Tuesday, October 22, 2013

The Humility and Integrity Shortage: Statistical Certainties




There are two things one can depend on in faculty meetings:

1. People with the least useful information to impart will hold the floor the longest.

2. One or more people will disregard the truth in order to advance their positions.

I am not sure which is worse.

The first one means 20 to 50 (depending on the faculty) are held hostage. You cannot shut the person up. (That would be oh so inappropriate.) and, for the most part, you know what he will say before he says it.  Worse yet, he may be utterly unprepared to speak about the issue at hand. Does that stop him? Not on your life.  More likely than not these droners have not  paid attention to whatever is being discussed and then "opps" they realize either 1) this could affect me or 2) I need to make my presence felt. What is the arrogance that drives these folks to think they have something anyone in the room or the world, for that matter, care about. Was it the As their sorry ass professors at their elite schools gave them? Was it their parents who completely missed the unit on teaching your children even a modicum of humility.

The second eliminates the small possibility that rational discussion can take place. The need to make things up comes from wanting to be viewed as an authority.  Interestingly the same things that are a big deal in class (Mr. Jones is that really what the facts are?) is not valued at all in faculty governance.  I have been in appointments meetings in which the chair announces a candidate got only positive responses when it is demonstrable false. I have heard people tell of a policy designed to address someone's misbehavior when the misbehaving person retired way before the policy and was not mention in the discussion.  Funny, it's a bit like getting change back in Italy -- the mistakes always cut one way. When things are made up those new facts always favor the speaker's position.

And then there is the not technically a lie problem.


Tuesday, October 08, 2013

The Economics of "Put Me In Coach" and Other Transaction Costs



Any one who played sports as a kid knows that along the sidelines there is all kinds of lobbying. Some kids stand here hoping the coach will see how hard they tried and performed in practice and then let them play in the game. Others are constantly in the coach's face saying "put me in coach."  There is a good economic explanation for this. The self-promotional ones create a little disutility for the coach and he or she can escape it by just putting the kid in. At the margin this makes all the difference. In turn, the shouters raise the transaction costs of the quiet kids. If they too want to play they have get in the coach's face. These are transaction costs because they do nothing that is productive.

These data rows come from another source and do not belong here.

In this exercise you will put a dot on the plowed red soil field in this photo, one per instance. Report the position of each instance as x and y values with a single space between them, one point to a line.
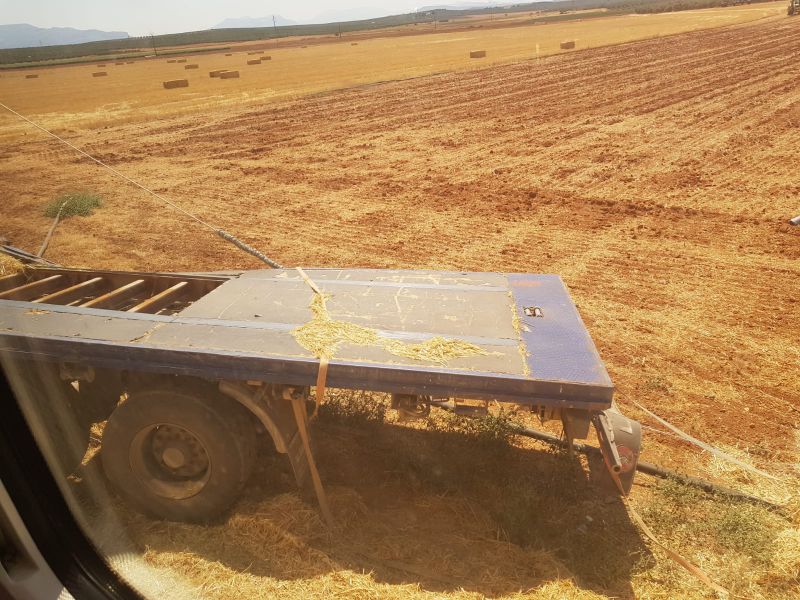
655 177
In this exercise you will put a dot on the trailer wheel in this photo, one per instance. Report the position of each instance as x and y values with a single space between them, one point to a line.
179 454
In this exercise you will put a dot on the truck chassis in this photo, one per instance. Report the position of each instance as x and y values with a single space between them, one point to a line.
188 368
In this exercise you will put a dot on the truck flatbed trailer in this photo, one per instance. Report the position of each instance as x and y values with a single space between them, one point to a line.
112 335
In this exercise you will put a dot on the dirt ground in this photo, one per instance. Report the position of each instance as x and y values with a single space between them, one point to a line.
69 97
655 177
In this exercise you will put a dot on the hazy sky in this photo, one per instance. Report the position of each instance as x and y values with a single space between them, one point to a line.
140 17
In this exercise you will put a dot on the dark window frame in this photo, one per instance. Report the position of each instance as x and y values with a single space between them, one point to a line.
37 498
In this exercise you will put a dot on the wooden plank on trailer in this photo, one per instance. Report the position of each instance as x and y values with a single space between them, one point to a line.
71 293
33 289
161 300
12 281
116 296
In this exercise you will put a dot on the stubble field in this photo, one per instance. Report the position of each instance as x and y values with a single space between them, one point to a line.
656 177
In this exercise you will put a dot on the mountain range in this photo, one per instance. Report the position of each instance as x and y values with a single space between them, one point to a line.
22 35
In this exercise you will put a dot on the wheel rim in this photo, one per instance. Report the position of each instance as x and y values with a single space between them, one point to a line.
170 460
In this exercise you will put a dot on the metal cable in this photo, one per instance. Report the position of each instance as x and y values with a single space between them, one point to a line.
223 234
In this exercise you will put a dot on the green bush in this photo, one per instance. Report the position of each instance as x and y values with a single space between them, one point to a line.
77 203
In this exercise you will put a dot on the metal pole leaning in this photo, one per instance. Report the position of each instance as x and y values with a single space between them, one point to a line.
247 248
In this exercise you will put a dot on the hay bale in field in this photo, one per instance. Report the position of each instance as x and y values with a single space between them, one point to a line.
175 83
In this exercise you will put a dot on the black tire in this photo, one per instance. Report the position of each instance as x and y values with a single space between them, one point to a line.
179 454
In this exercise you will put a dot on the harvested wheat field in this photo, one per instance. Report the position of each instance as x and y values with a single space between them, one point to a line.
135 93
656 177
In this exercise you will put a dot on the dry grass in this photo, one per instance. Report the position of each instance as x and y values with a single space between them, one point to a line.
628 182
323 336
134 94
10 265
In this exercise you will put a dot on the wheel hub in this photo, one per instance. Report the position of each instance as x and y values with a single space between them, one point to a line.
170 460
179 452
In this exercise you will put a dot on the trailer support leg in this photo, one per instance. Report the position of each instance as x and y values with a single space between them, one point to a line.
301 418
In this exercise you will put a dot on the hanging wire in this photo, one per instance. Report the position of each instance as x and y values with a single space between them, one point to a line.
220 232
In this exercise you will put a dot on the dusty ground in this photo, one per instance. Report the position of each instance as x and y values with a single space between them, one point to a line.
655 177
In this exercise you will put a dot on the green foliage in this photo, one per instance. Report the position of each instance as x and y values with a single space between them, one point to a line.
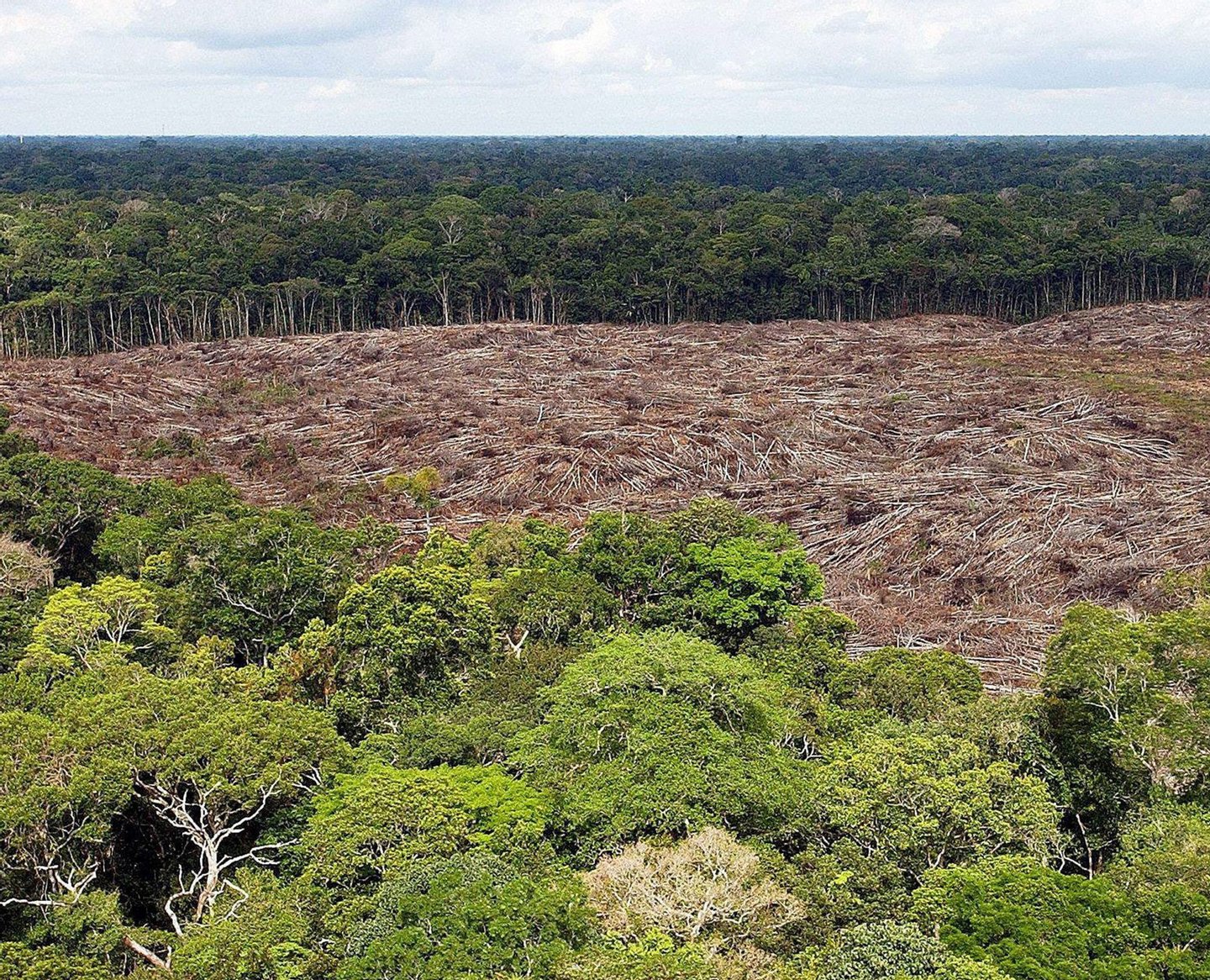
894 951
1034 924
257 578
652 957
60 506
708 569
19 962
555 605
909 685
808 650
659 732
420 487
310 237
927 801
410 630
1143 688
272 935
376 822
467 917
95 625
667 702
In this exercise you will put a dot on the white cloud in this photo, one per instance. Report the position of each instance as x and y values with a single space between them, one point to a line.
337 90
602 66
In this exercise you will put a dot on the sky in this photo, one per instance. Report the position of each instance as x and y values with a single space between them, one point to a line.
602 66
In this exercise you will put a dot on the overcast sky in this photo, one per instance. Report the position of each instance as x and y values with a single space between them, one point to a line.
609 66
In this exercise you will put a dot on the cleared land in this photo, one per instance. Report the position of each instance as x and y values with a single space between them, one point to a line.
960 481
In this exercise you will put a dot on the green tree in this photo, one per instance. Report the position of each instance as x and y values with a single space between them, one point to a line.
908 685
376 822
1144 685
927 801
660 732
410 630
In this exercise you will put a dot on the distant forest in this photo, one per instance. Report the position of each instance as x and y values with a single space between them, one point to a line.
112 244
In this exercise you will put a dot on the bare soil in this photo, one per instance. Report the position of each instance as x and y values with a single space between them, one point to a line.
960 481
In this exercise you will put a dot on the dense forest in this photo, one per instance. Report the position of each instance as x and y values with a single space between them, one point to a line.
107 245
236 745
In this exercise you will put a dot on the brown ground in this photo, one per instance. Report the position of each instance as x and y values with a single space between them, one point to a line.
961 482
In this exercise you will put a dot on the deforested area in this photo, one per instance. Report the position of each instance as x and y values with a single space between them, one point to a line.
961 481
599 558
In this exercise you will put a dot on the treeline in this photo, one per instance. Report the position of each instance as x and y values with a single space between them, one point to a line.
239 746
358 245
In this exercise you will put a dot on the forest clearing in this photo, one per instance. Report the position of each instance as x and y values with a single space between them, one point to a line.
961 482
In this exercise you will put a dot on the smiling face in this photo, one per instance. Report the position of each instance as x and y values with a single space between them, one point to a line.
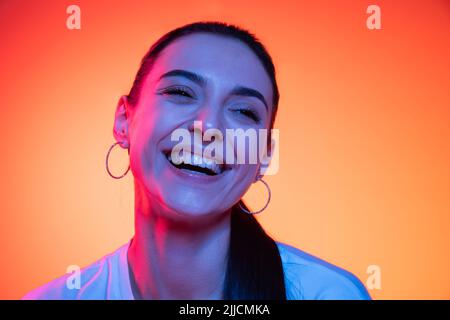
200 77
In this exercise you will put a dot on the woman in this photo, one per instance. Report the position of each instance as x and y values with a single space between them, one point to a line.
194 237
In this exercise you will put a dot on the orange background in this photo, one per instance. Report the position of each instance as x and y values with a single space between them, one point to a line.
364 133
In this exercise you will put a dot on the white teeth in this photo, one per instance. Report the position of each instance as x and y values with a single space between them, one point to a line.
196 160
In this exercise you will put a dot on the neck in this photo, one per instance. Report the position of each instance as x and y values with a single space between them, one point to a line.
177 257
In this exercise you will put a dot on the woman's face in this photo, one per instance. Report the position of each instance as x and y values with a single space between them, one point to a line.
209 70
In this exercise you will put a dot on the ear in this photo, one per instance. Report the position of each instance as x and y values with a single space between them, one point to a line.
266 159
120 129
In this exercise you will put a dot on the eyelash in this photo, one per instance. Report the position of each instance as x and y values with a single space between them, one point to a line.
181 92
249 113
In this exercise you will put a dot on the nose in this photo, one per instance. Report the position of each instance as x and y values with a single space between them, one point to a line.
210 117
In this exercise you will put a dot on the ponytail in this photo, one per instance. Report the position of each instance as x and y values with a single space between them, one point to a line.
254 270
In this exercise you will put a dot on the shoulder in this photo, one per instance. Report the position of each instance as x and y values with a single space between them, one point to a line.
94 281
308 277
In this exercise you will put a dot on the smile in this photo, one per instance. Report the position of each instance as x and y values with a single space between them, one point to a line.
197 164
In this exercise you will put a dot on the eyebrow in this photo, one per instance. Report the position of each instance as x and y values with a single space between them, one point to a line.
194 77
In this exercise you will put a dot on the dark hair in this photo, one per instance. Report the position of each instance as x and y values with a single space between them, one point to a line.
254 270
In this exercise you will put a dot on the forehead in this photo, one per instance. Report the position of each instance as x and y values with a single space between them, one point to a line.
224 61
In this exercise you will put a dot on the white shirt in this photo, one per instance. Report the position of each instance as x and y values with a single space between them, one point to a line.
306 277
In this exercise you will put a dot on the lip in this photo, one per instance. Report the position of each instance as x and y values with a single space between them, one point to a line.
193 176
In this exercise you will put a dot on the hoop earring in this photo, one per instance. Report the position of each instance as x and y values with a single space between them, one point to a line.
265 206
107 166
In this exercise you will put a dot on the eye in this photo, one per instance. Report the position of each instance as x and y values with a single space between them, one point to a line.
177 91
249 113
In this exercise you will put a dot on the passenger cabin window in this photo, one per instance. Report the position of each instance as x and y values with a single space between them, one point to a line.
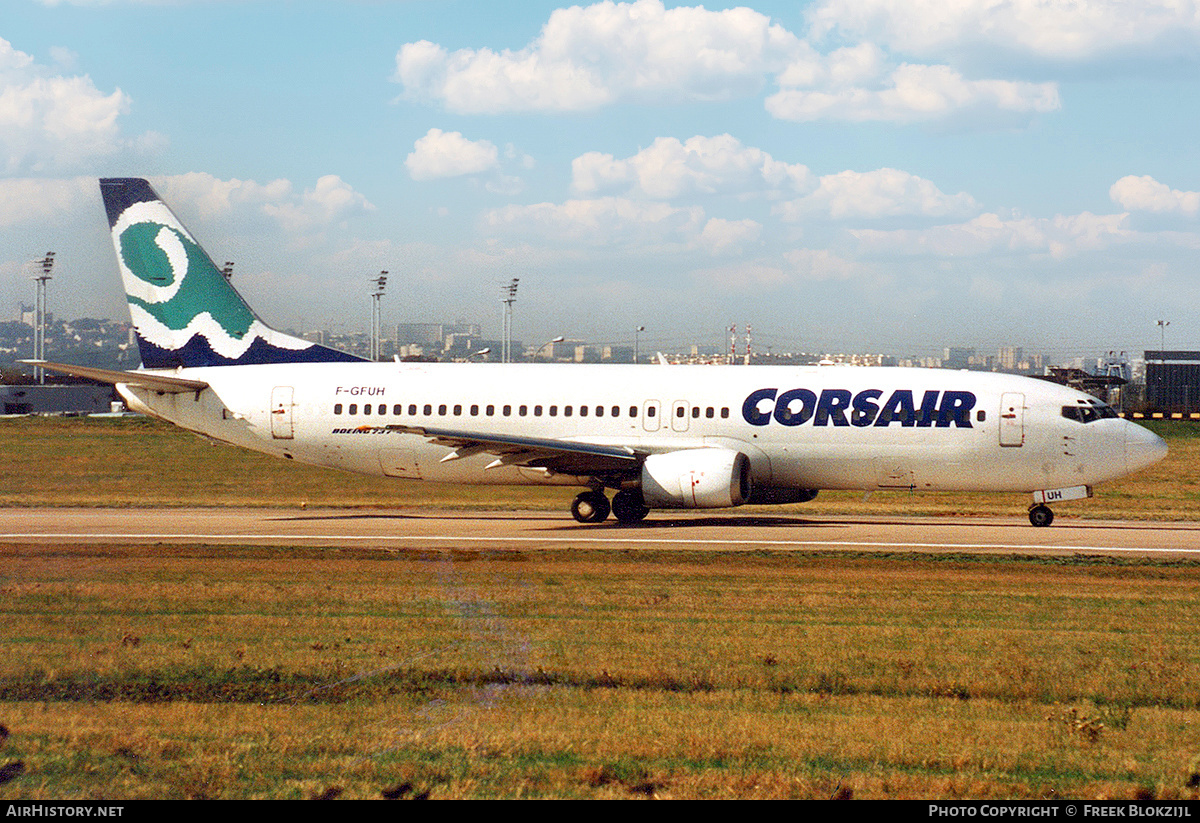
1086 414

Law professors do the same thing. As I noted over on Moneylaw the "put me in coach" phenomenon has extended even to signatures. It's all about "look at me." This means those who sat quietly on the side lines hoping that their good play would be recognized either have to join the game or accept sitting on the bench. And, nothing productive happens.  Of course, the signature is only the latest form of "put me in coach." It goes way way back to the first instance of resume padding and extends through constant reminders of what you have done lately, kissing the dean's butt, and doing things that look like they are actual things but really aren't much. It all works just like gaming the Law School ratings until everyone does it.

Of course, none of this works unless there is a pay off. The coach who says," get your ass back on the bench" can stop this waste and reduce transaction costs. The coach, dean, search committee, or faculty member who responds to this just encourages it making it hard on those who are productive in practice but hope the coach cares enough assign playing time on the bases of merit.

Perhaps one measure of a good  law school is how much of this goes on and how much the administrators feel obligated to look at substance and ignore "put me in coach"  in its many forms. An administrator who is too busy or too worried about his or her own disutility only gives rise to additional waste.